Nach Recherchen der Weltwoche gibt es bis heute keine Beweise, die eine Basis bilden könnten für den von den Amerikanern erhobenen Vorwurf der conspiracy.

Wenig überraschend wird in der «Weltwoche» nicht erklärt, welche vertieften Recherchen diesen Schluss zulassen. Noch weniger überraschend wird die detaillierte Anklageschrift der New Yorker Staatsanwaltschaft nicht zitiert. Was Wegelin alles vorgeworfen wird, hat dafür Carlos Hanimann in der «WoZ» zusammengefasst:

Über die Website swissprivatebank.com konnten US-AmerikanerInnen Kontakt mit der Bank aufnehmen, wenn sie ein Konto eröffnen wollten. Anwälte richteten Scheinfirmen in Liechtenstein, Hongkong oder Panama ein, um die wahren Besitzverhältnisse der Konten zu verschleiern. Die Wegelin-Berater wiesen ihre Kund≠Innen an, nicht aus den USA anzurufen und keine Mails zu schicken. Lieber, so ≠heisst es in einem Fall, sollte der Kunde über SMS kommunizieren, weil die Strafverfolgungsbehörden die riesigen Datenmengen, die weltweit verschickt werden, nicht verfolgen könnten. Ein Kunde wollte bei Anrufen seinen Namen nicht nennen, weshalb er den Codenamen «Elvis» benutzte. Die Bank nahm auch Dokumente von KundInnen an, die bescheinigten, dass ihr Konto nicht vor dem Steueramt versteckt worden sei, wobei es doch gerade zu diesem Zweck bei Wegelin eröffnet worden war. Die Vermögen auf undeklarierten Konten der Bank stiegen von 240 Millionen im Jahr 2005 auf 1,2 Milliarden US-Dollar im Jahr 2010.
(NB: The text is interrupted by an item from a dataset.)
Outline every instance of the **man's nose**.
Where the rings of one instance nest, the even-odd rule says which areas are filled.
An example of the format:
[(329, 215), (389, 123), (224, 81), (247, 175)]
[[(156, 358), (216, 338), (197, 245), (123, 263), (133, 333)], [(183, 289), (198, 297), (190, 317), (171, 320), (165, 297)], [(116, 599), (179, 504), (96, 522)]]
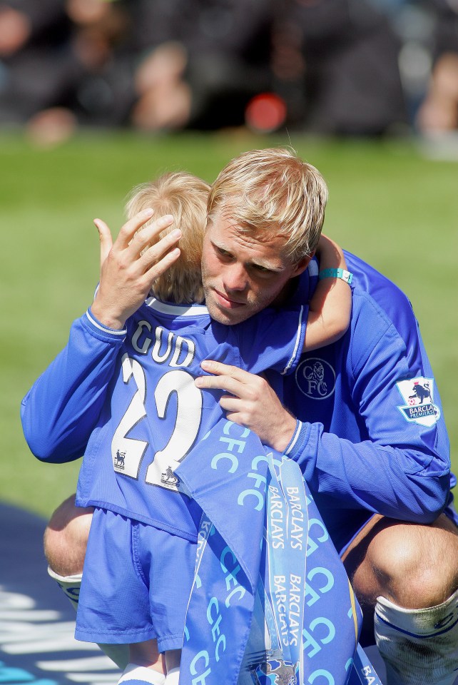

In der Basler Zeitung (!) führt der Ökonom Klaus Wellershoff (früher UBS) in einem Interview mit dem Titel «Bank Wegelin ist nicht Opfer – sie ist Täterin» folgendes aus:

BaZ: Nicht die Politiker, die Banken stehen also jetzt in erster Linie in der Verantwortung?

Wellershoff: Genau. Derzeit haben wir es mit einem eklatanten Versagen der betroffenen Bank- und Verwaltungsräte zu tun. Für alle Bürger mit gesundem Menschenverstand ist es doch überhaupt nicht nachvollziehbar, dass es – nach all den durchlittenen Problemen mit der UBS – die Bank Wegelin gewagt hat, ihre Produkte auf ehemalige UBS-Kunden in den USA auszurichten. Da können einem die Politiker nur leid tun. Sie werden in Geiselhaft genommen und müssen deswegen Notfallübungen veranstalten. Wenn stimmt, was in den Medien verbreitet wird, müssen wir feststellen: Die Bank Wegelin ist nicht Opfer der US-Behörden – sie ist Täterin. Wobei mir scheint, dass Wegelin schon vor dieser USA-Geschichte nicht sonderlich profitabel war und vielleicht ohnehin Probleme bekommen hätte.